[A Woman’s Journey Round the World by Ida Pfeiffer]@TWC D-Link book
A Woman’s Journey Round the World

CHAPTER I
15/33

To avoid a collision, we hung out a lantern on the foremast, while, from time to time, a torch was lighted, and held over the side, and the bell frequently kept sounding: all very alarming occurrences to a person unused to the sea.
For fourteen days were we prisoners in the 360 miles of the Channel, remaining very often two or three days, as if spell-bound, in the same place, while we were frequently obliged to cruise for whole days to make merely a few miles; and near Start we were overtaken by a tolerably violent storm.

During the night I was suddenly called upon deck.
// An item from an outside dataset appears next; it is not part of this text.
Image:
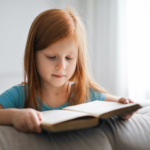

I imagined that some misfortune had happened, and hastily throwing a few clothes on, hurried up--to enjoy the astonishing spectacle of a "sea-fire." In the wake of the vessel I behold a streak of fire so strong that it would have been easy to read by its light; the water round the ship looked like a glowing stream of lava, and every wave, as it rose up, threw out sparks of fire.

The track of the fish was surrounded by dazzling inimitable brilliancy, and far and wide everything was one dazzling coruscation.
This extraordinary illumination of the sea is of very unfrequent occurrence, and rarely happens after long-continued, violent storms.
The captain told me that he had never yet beheld the sea so lighted up.

For my part, I shall never forget the sight.
A second, and hardly less beautiful, spectacle came under our observation at another time, when, after a storm, the clouds, gilt by the rays of the sun, were reflected as in a mirror on the bosom of the sea.